Past that a totaled car was on display, a graphic image intended to discourage texting and driving. That’s a dangerous looking hobby.

Next I found a building with the largest working model train display I’d ever seen. Multiple trains ran on various tracks throughout this imaginary, miniature city. Great attention was given to detail from the power lines right down to the bell on the Taco Bell Restaurant. The illusion was grand indeed. I watched from behind the glass for a half hour while three guys on the inside monitored the train’s activity diligently for any sign of derailment I assume.

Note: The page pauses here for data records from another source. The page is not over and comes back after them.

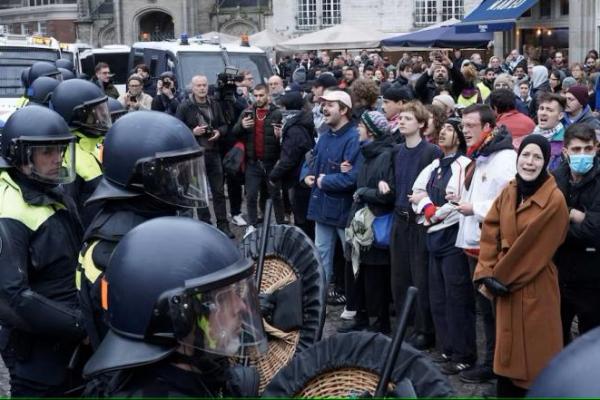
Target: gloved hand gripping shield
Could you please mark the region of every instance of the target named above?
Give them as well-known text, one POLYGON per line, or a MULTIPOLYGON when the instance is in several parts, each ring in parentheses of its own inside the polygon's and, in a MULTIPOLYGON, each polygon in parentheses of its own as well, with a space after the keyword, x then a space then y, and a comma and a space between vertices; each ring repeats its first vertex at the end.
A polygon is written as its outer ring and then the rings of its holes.
POLYGON ((133 186, 142 183, 142 190, 165 203, 188 208, 208 207, 201 148, 157 153, 155 157, 141 159, 136 165, 136 176, 133 186))
POLYGON ((180 293, 167 294, 175 337, 182 346, 227 357, 266 351, 251 264, 245 259, 240 262, 249 268, 225 285, 223 281, 219 287, 203 285, 206 280, 200 278, 186 282, 180 293))
POLYGON ((75 180, 75 137, 20 136, 13 139, 9 158, 29 178, 49 184, 75 180))
POLYGON ((85 128, 86 132, 103 136, 112 126, 112 118, 108 109, 107 97, 83 103, 73 110, 73 122, 76 126, 85 128))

Meanwhile on the outside a single, 108 pound fella’ was supervising the double Ferris wheel which was hurling screaming teenagers through the air at Mach speeds the whole night long.

At the 4-H building I took in some amateur paintings and the like. I have to confess I wasn’t completely into the exhibits, but I’ve always had this secret fantasy of meeting the woman of my dreams in the art building at a fair. Of course I got stiffed again. Ironically as I was about to leave the building I could hear my favorite Styx song playing faintly in the background.

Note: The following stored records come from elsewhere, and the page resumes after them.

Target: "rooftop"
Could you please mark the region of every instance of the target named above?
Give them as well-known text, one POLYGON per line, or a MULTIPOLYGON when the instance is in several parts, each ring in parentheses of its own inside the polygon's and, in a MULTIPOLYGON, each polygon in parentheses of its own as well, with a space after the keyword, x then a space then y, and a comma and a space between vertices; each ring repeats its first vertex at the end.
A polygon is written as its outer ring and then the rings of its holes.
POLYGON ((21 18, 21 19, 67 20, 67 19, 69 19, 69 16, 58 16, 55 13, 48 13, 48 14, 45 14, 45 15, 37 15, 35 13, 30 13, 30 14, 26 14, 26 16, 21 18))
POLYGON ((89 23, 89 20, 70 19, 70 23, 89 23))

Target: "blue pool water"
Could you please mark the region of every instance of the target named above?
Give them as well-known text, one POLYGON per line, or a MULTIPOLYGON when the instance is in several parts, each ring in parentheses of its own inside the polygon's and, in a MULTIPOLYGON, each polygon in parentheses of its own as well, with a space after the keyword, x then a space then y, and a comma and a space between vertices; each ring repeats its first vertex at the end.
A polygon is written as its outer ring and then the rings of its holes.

“You’re fooling yourself you don’t believe it.
You’re killing yourself you don’t believe it.”

Once I was outside again the volume increased about tenfold as I realized it wasn’t just a random radio playing someplace, there was actually a Styx concert in progress!

“Come on!
Get back on your feet,
You’re the one they can’t beat
and you know it!”  

From there I bought food and found a big, dark, tented area with about 50 remarkably clean tables lined up and no one else inside. I sat down alone way in the back freebasing a bag of deep-fried pickles while slurping a slushy and enjoying the concert.

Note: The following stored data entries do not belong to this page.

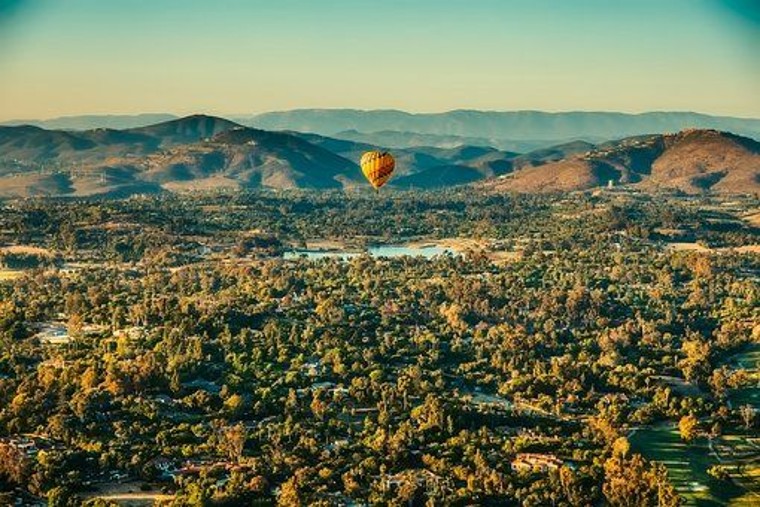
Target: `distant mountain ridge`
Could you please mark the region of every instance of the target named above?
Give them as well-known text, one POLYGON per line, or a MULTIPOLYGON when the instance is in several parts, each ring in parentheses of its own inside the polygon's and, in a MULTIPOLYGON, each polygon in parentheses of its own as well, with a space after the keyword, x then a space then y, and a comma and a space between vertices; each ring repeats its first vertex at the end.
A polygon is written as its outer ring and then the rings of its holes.
MULTIPOLYGON (((166 113, 82 115, 48 120, 12 120, 2 126, 32 125, 54 130, 132 129, 178 119, 166 113)), ((233 115, 233 122, 263 130, 315 133, 388 148, 491 146, 527 153, 572 141, 599 144, 636 135, 688 128, 714 129, 760 140, 760 119, 690 112, 474 111, 407 113, 397 110, 297 109, 233 115)))
POLYGON ((144 127, 170 120, 177 116, 165 113, 144 114, 90 114, 80 116, 62 116, 48 120, 8 120, 0 122, 0 126, 32 125, 45 129, 56 130, 91 130, 96 128, 128 129, 144 127))
MULTIPOLYGON (((407 113, 396 110, 299 109, 270 112, 239 121, 267 130, 295 130, 327 136, 414 133, 481 138, 491 143, 621 139, 675 133, 688 128, 715 129, 760 139, 760 119, 710 116, 690 112, 472 111, 407 113), (354 133, 351 134, 351 131, 354 133), (342 134, 341 134, 342 133, 342 134), (357 134, 358 133, 358 134, 357 134)), ((362 141, 372 142, 364 137, 362 141)), ((493 144, 491 144, 493 146, 493 144)))
MULTIPOLYGON (((417 132, 399 132, 396 130, 383 130, 381 132, 359 132, 346 130, 332 134, 336 139, 345 139, 387 148, 456 148, 457 146, 488 146, 499 150, 527 153, 530 151, 547 148, 557 144, 572 142, 576 139, 543 139, 543 140, 511 140, 511 139, 486 139, 485 137, 467 137, 455 135, 420 134, 417 132)), ((606 138, 592 138, 587 136, 584 141, 603 142, 606 138)))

“You renegade you had it made…”

“Mind if we join you?” came a voice eclipsing Tommy Shaw’s vocals from one of two shadowed figures approaching across the yard.

“No problem, have a seat,” I replied, gesturing toward the chairs across from me. “Pleasure to meet you,” I said introducing myself while shaking the extended hands of the Native American gentlemen.

“Styx fans?” I inquired.

“Yep!” they both replied enthusiastically.

“What’s your favorite song?” I added quickly, testing them.

“Mr. Roboto” one returned and we proceeded to hold a 15 minute classic rock conversation starting with Styx and ending with Pink Floyd.

“Nice meeting you,” I said when I finished eating, shaking hands again.

“You too,” they returned politely as we separated.

Just before leaving the area for fun I looked back and sang “Domo arigato Mr. Roboto” loudly in a horrible robot singing voice as the pair laughed out loud.

Down by the games I found the most entertaining thing at the fair, an insult clown perched atop a dunk tank.  His wit was quick and very edgy; antagonizing would be passersby into coughing up a dollar for three shots at soaking him and his big mouth.

Before I left a redneck with a beer garden attitude was giving bozo the death eye for calling him “pudgy” in front of his girlfriend. The good ol’ boy even tried mistakenly to match wits with him at one point, but only succeeded in looking more like a fool.

I never did find miss perfect and by the end of the midway I would have settled for the company of anyone leaving the cow barn with a cute smile, but again there was nothing. So I saddled up the Raleigh, thanked the nice ladies at the gate and quickly exited the Sioux Falls Fair and entered that special place in my mind I can only get to when I’m alone, on a bike ride.

“Come sail away
Come sail away
Come sail away with me.”
Traffic Tip:  Riding with eye protection from bugs in September is more important safety equipment than a helmet as far as I’m concerned.